What is fractional Brownian motion (fBm) and how does it relate to Perlin noise?

fBm sums several octaves of the same noise function, each at double the frequency and roughly half the amplitude of the last. One octave gives smooth rolling hills; adding octaves layers in finer and finer detail, producing the fractal roughness of real mountains and clouds. Most terrain generators run 4 to 8 octaves of Perlin or simplex noise as fBm.

Why did Ken Perlin invent simplex noise to replace Perlin noise?

Classic Perlin noise samples 2ⁿ lattice corners per point, so cost grows exponentially with dimension — 4 corners in 2D, 8 in 3D, 16 in 4D. Simplex noise (2001) uses a simplex grid that needs only n+1 corners — 3 in 2D, 4 in 3D — making it scale linearly, and it has no directional artifacts. A patent on simplex's gradient selection led many engines to keep using classic Perlin until 2022.

Is Perlin noise actually random?

No — it is fully deterministic. The same coordinate always returns the same value because the gradients come from a fixed permutation table, not a random number generator.
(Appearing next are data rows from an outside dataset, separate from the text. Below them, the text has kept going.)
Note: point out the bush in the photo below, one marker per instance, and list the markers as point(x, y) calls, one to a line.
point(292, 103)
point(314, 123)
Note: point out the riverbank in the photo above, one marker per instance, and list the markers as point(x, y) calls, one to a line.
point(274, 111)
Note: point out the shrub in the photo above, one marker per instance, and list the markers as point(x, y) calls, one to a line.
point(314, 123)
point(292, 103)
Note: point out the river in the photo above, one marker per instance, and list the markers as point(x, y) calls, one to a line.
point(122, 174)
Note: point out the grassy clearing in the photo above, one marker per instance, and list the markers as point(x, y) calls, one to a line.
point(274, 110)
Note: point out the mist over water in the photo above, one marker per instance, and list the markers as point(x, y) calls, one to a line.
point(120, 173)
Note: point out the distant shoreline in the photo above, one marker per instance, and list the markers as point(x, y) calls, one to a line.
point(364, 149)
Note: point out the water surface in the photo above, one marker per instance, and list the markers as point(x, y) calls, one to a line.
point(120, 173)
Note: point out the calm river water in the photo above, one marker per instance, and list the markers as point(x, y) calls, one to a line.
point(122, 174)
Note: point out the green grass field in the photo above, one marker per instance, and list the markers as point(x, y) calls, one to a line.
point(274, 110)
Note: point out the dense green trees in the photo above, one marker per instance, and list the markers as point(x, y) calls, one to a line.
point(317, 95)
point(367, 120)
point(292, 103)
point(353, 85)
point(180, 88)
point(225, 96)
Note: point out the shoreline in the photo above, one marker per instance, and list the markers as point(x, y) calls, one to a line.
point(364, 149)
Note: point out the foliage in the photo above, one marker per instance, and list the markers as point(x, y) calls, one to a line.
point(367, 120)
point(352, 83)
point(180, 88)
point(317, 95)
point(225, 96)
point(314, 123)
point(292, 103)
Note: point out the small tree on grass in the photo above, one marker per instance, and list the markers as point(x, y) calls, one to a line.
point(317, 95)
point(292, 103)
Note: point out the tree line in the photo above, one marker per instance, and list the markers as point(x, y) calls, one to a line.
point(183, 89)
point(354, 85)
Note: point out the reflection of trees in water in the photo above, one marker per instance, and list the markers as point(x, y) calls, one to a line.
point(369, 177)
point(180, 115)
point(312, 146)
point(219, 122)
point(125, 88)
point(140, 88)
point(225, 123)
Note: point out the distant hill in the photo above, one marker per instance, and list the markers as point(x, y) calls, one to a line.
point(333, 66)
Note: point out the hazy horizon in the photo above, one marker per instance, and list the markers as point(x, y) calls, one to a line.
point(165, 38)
That determinism is the whole point: a game can regenerate the exact same terrain on any machine from a single integer seed, and you can sample any point in any order without storing the result.

What output range does Perlin noise produce?

It depends on the gradient set. With unit gradient vectors the theoretical bound is ±0.707 (1/√2) in 2D and ±0.866 (√3/2) in 3D, because the dot products are bounded by the gradient and offset magnitudes. The standard reference implementation instead uses gradients pointing to the cube edges (length √2), which stretches the real range to roughly ±1. Most implementations remap the output to [0, 1] before use, and a common bug is assuming a fixed range without checking which gradients you use, which clips contrast or wastes dynamic range.